Exception transparency - lone throws (no checked exceptions)
Reinier Zwitserloot
reinier at zwitserloot.com
Wed Jun 16 10:03:19 PDT 2010
This observation by Stephen was worth repeating:
My aim is to avoid the horrific syntax that exception abstraction
> requires. If someone can show a sensible approach at the syntax level
> for function types and methods that need to be transparent, then I
> have no objection to the basic direction of the strawman. I simply
> don't believe such a syntax exists.
>
Neal, I've admitted that the syntax-based exception transparency plan no
doubt handles the most use cases of the 3 solutions offered (explicit,
implicit-for-impure, lone throws) However, I've also said that the frequency
of cases that it can handle that my pure/impure concept can't is most likely
rather small, whereas the extra complexity required is enormous, and not
just for the compiler builders - generics is still a source of never-ending
puzzlers. In the case of generics I don't know of any proposal that gave us
most of the power without most of the complexity, but if it HAD come along
it might well have been the better choice. There was no such proposal, the
considerable added complexity was nevertheless worth doing because the added
expressiveness outpaced the complexity. However, between explicit ET and
implicit-for-impure ET, I'm saying the value proposition isn't worth it; the
jump in complexity from implicit-for-impure to explicit is gigantic, and the
added expressiveness is relatively small. You have a tendency to claim
certain use cases MUST be supported and any proposal that can't do it
doesn't even bear thinking about (such as Tennent's Correspondence
Principle), but, for example, long breaks/returns/continue is out, at least
for now, most likely because the complexity added is considerable.

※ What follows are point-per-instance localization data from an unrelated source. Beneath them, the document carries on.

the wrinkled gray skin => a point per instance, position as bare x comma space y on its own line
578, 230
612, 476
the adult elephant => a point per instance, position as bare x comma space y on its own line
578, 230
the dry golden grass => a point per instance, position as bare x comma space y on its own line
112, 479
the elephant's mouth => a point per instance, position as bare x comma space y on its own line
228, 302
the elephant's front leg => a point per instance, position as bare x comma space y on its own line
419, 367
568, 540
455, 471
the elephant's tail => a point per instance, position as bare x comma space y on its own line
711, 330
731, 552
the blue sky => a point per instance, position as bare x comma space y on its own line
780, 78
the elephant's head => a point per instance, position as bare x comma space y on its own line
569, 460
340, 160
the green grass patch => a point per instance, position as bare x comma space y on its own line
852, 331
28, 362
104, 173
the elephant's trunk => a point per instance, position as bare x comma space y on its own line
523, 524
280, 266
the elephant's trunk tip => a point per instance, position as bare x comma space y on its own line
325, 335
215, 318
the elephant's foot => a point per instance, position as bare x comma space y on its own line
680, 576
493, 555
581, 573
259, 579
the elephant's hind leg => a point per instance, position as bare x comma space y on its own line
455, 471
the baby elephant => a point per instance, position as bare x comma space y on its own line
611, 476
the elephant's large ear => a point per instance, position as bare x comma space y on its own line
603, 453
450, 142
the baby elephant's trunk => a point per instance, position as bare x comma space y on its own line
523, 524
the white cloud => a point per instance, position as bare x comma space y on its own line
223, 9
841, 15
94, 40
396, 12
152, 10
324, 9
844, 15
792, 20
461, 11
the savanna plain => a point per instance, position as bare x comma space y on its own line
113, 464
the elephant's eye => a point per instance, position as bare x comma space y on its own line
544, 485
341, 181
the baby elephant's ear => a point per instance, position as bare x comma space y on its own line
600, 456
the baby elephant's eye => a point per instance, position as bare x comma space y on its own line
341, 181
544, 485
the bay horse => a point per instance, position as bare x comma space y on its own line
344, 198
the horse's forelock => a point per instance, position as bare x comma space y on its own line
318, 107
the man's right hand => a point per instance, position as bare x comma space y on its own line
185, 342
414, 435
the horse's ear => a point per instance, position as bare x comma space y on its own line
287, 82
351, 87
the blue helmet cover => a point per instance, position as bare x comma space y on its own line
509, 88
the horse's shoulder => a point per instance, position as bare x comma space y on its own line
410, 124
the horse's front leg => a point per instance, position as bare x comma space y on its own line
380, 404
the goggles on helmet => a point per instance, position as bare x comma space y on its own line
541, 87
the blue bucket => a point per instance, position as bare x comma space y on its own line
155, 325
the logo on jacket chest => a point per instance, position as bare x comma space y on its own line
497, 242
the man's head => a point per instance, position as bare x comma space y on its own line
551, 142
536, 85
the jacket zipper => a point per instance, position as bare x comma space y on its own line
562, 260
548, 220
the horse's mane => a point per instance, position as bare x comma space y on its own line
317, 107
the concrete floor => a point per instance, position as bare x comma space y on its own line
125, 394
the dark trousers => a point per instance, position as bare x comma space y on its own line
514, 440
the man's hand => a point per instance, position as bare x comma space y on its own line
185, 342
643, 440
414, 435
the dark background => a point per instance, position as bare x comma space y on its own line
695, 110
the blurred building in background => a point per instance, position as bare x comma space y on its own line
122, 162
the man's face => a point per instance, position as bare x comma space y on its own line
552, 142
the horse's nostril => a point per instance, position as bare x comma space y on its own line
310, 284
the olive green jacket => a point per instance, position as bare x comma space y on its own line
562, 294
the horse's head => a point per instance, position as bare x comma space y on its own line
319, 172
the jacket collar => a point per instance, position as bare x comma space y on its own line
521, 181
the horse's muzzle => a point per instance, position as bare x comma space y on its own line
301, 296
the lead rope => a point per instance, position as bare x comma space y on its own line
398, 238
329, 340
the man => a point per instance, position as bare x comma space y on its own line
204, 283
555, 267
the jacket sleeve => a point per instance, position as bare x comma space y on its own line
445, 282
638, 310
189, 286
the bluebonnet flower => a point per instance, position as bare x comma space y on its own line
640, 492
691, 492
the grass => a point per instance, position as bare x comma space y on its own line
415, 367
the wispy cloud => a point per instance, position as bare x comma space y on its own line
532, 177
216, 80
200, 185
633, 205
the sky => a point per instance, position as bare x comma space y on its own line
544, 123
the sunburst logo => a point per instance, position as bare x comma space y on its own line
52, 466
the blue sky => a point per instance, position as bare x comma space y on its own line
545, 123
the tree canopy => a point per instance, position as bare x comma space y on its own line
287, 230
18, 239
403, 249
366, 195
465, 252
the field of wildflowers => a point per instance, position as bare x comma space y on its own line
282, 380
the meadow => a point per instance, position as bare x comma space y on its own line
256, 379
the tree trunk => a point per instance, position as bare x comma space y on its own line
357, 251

Incidentally, pure/impure closures make adding return/break/continue
transparency very simple; all that needs to be done then is invent new
syntax to be able to specify the target of a return statement, somehow,
either by letting you explicitly target them e.g. with labels like you can
with breaks/continues, or by inventing a new syntax for local return.
Which just goes to show how fluid these proposals can be: Pure/impure
removes complexity and makes return/break/continue transparency much
simpler, but it makes use-cases involving the storage of closures much more
difficult. So, it's a trade-off. I don't think talking about such things in
absolute terms are a fruitful exercise. Is it a good trade-off - that's the
question. I believe it will be, by a mile, but I might be wrong.